Il Ghetto di Torino, scorcio

E. Loewental, Conta le stelle, se puoi, Einaudi 2008


sabato 8 aprile 2017

Paura chi sei? Paure in poesia da un laboratorio con bambini di 10 anni

Paure in poesia. Poesie con i bambini. Paure dei bambini.
Ogni laboratorio prevede l'ascolto e la lettura di versi poeti classici. In questo vengono proposte tre liriche di Giovanni Pascoli: Notte di vento, Il lampo, Notte dolorosa. Tre momenti di oscurità e di solitudine di un grande poeta, un letterato dal cuore che indugia a contemplare tremori e timori dell'infanzia, un'infanzia che l'anagrafe ha sepolto, ma che nel cuore è dura a morire: il vento che scuote la notte; il temporale dalle livide luci crudeli; il sospiro roco del mare; la solitudine di un bimbo che piange mentre le stelle, lontane, passano senza curarsi né di lui né di altri umani quaggiù.
Ma prima di leggere Pascoli si parla, tutti insieme, delle nostre paure. Le prime che i bambini citano sono le paure fiabesche: le streghe, i fantasmi, i mostri, gli zombies e le altre mostruose creature che narrazioni, film e cartoni animati insegnano. Poi, quando il ghiaccio un po' s'è rotto, emergono le paure quotidiane: l'abbandono e il rimanere soli, nel doppio senso del "soli in casa" che "soli al mondo"; le malattie dei familiari; la morte; alcuni animali, dai cani ai calabroni; i temporali violenti; l'ascensore; la notte e i suoi rumori, ma anche quel silenzio profondo che talvolta si diffonde nel buio.
Non è difficile per le bambine e i bambini esprimerle anche in poesia.

Le tenebre buie
che ti circondano
e ti spaventano.
Il corridoio scuro
e silenzioso,
il rumore dell'interruttore,
che si accende e si spegne.
Le lunghe scale,
che sono vuote
e continuano una sopra l'altra,
e la paura si fa sentire

scrive Giada dipingendo, come in una sequenza cinematografica, il preludio della paura.
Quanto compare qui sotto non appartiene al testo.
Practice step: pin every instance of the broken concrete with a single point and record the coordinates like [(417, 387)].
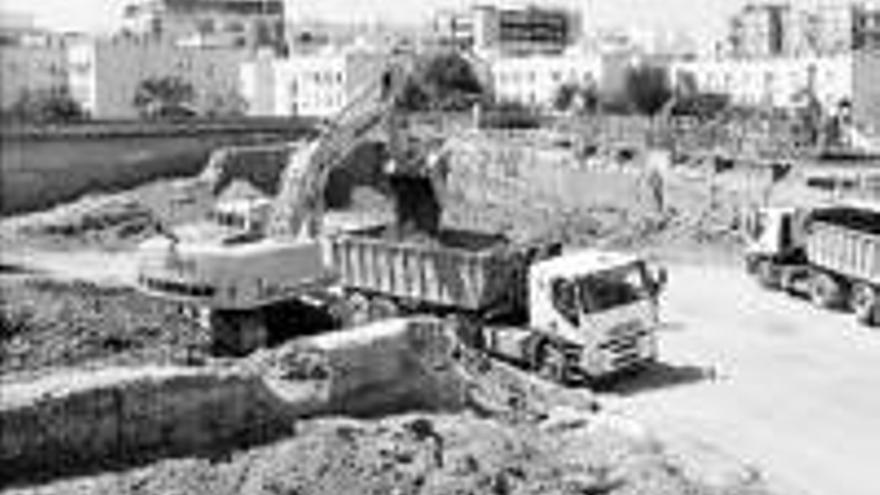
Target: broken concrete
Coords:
[(91, 420)]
E le fa eco Aurora:

Ho una grande agitazione,
come se
mi uscisse il cuore.
Alessandro insiste con una visione notturna:

Quanto sei scura e nera,
paura, come un calabrone.
Durante la notte, pensando
agli spettri nell'aria,
anche l'ombra
hai fatto sparire.
Quanto scura
questa notte.

Maria Jiang traccia in versi essenziali, che mi piace pensare dettati dalla tradizione antica delle liriche cinesi, il ritratto di una notte senza luna, nella quale i bambini tremano, prigionieri del buio:

Notte tempestosa,
con la luna nascosta
e le porte chiuse.
I bambini hanno paura.

E Alex ci conferma nella sua poesia che:

La paura ti colpisce al cuore,
non puoi liberartene.
Per esempio un ladro
ruba e fugge,
la paura ruba ma non fugge.
Quando sei in compagnia
te ne dimentichi,
appena torni a casa
e sei solo
ti ritorna in mente.

Ascoltare, riflettere, esprimersi sono tre passaggi essenziali per conoscere le proprie paure e la poesia è una grande amica e un grande sostegno in questo percorso capace di accomunare adulti e bambini. Nella consapevolezza comune che molte paure si superano, altre si aggirano con strategie diverse, altre fanno parte della vita e conviveranno sempre con noi. Le parole della poesia, nel nostro percorso, ci sono vicine perché appartengono al profondo, al vero, all'essenziale.